The Best Spaghetti Bolognese Recipe

Easy, Traditional and Weight-Loss Friendly: welcome to Italy!
5 from 23 votes
Prep Time 15 mins
Cook Time 1 hr 15 mins
Total Time 1 hr 30 mins
Course Main Course
Cuisine Italian
Servings 6 portions
Calories 439 kcal


  • 1 Tbsp Olive Oil
  • 1 Small Carrot
  • 1 Onion any colour
  • 1 Celery Stick
  • 10 g Garlic (1/2 oz)
  • 500 g Minced Beef 5% Fat (1.1 lbs or 18 oz)
  • ½ tsp Dry Parsley
  • 15 g Tomato Puree (1/2 oz)
  • 1 Tin Chopped Tomato in Juice (400g - 0.9 lbs - 14 oz)
  • ¼ tsp sugar (Optional: Needed if tomatoes are very acidic)
  • Black Pepper and Salt to Taste
  • 420 g Dry Spaghetti (0.9 lbs - 15 oz)
  • 100 ml Red Wine (Optional: I used Cabernet Sauvignon) 3.5 oz


  • Peel the carrot and chop it in cubes of about 5mm in size; wash and slice the celery stick, the onion, and crush or mince the garlic, as preferred.
  • In a large pan, which has a lid, put the olive oil and once warm add the garlic, onion, carrots, and celery; mix well and keep on a low-medium flame for a couple of minutes, then add salt and pepper to taste, mix again and put the lid on the pan.

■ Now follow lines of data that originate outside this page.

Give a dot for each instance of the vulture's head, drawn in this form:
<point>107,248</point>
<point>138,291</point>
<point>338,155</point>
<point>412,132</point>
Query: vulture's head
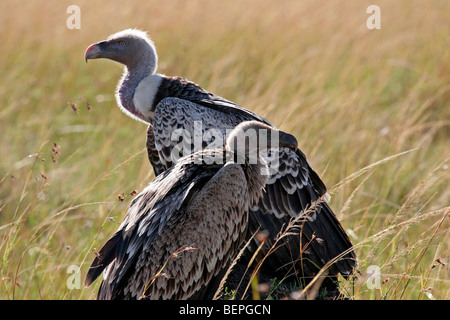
<point>130,47</point>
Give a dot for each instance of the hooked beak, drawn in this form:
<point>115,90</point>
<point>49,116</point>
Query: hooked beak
<point>94,51</point>
<point>288,140</point>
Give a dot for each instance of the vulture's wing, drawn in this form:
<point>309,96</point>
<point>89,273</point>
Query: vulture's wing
<point>289,193</point>
<point>173,232</point>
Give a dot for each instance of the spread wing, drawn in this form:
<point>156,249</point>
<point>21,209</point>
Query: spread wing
<point>190,219</point>
<point>288,194</point>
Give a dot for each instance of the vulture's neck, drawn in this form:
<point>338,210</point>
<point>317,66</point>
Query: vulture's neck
<point>126,89</point>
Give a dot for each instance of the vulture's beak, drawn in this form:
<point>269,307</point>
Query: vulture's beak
<point>94,51</point>
<point>288,140</point>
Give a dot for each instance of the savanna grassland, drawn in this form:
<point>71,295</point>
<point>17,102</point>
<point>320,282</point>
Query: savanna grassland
<point>370,108</point>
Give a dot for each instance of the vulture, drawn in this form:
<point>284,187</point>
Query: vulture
<point>184,118</point>
<point>182,232</point>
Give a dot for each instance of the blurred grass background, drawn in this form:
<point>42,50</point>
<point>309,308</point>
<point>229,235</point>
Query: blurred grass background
<point>352,97</point>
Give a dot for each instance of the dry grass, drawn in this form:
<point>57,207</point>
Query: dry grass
<point>352,97</point>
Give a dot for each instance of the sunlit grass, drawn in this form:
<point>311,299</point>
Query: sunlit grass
<point>352,97</point>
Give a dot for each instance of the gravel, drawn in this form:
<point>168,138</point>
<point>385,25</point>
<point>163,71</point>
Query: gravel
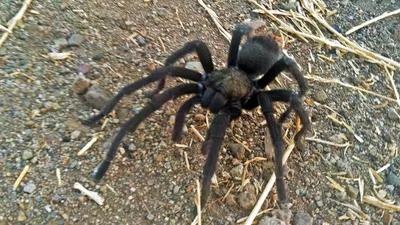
<point>49,107</point>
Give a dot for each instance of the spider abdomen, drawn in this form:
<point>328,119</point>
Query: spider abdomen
<point>233,83</point>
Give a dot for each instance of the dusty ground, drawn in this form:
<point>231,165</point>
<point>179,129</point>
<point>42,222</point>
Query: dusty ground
<point>155,187</point>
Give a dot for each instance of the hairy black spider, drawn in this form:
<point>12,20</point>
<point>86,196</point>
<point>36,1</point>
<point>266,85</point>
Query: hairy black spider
<point>224,92</point>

Allow the soffritto (or sofrito) to cook for about 5 minutes on a low flame, or until the onions and celery turn golden, the carrots start to soften and the rawness of the garlic has gone.

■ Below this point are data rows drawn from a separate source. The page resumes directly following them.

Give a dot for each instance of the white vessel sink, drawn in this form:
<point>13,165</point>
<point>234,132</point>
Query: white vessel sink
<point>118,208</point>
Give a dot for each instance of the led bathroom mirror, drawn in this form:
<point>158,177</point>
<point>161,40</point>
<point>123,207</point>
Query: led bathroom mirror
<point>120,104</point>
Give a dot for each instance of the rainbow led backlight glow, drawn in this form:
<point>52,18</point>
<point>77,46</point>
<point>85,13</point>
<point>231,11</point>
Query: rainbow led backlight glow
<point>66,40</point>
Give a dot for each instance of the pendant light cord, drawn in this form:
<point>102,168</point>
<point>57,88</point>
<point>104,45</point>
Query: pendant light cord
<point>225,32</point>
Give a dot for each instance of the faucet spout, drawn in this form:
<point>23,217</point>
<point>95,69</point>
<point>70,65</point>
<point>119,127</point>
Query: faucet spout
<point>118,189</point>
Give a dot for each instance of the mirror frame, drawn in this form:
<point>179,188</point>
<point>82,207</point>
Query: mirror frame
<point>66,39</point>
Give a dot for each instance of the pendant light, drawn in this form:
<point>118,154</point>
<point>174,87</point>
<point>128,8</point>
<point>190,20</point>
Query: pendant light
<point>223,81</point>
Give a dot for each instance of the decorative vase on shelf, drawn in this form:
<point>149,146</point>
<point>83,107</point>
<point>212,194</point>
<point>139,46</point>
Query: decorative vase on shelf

  • Once this happens, put the flame to medium-high and, without the lid start adding the minced beef; try and break it down as much as possible, so you’ll be able to brown it properly. Once all the meat is added, mix the beef well and keep on stirring gently until all of it has browned.

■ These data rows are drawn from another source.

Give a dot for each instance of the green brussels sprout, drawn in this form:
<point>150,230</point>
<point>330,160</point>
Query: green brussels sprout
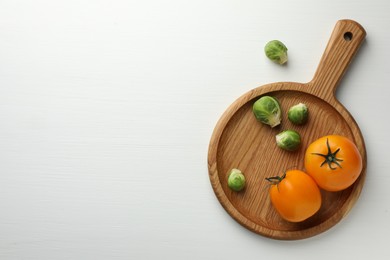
<point>276,51</point>
<point>298,114</point>
<point>236,180</point>
<point>289,140</point>
<point>267,110</point>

  • OPTIONAL: Once all the minced beef has browned, add the red wine and mix well; keeping the sauce on a medium-low flame, allow the wine to evaporate.
  • Once the wine has evaporated (or all the minced beef has browned if skipping that step), add the tomato puree and mix well. Allow the tomato puree to gently fry for a couple of minutes before proceeding to the next step.
  • At this point add the tin of chopped tomato plus 400ml of water, bring to the boil, then bring the flame down to low.
  • OPTIONAL: Add the sugar, stir well once more, and put the lid back on the pan. This step is necessary only if the tomato sauce or puree are acidic.
  • Ideally, you will be simmering this for at least one hour on a low flame, during which time you will occasionally stir to ensure the sauce doesn’t dry up or stick (depending on how low your low-flame is).
  • Remove the lid from the saucepan and allow to continue simmering to bring to the desired consistency. At this stage you can also adjust the levels of salt and add some chopped herbs, if wanted. I, personally, add a bit of parsley sometimes.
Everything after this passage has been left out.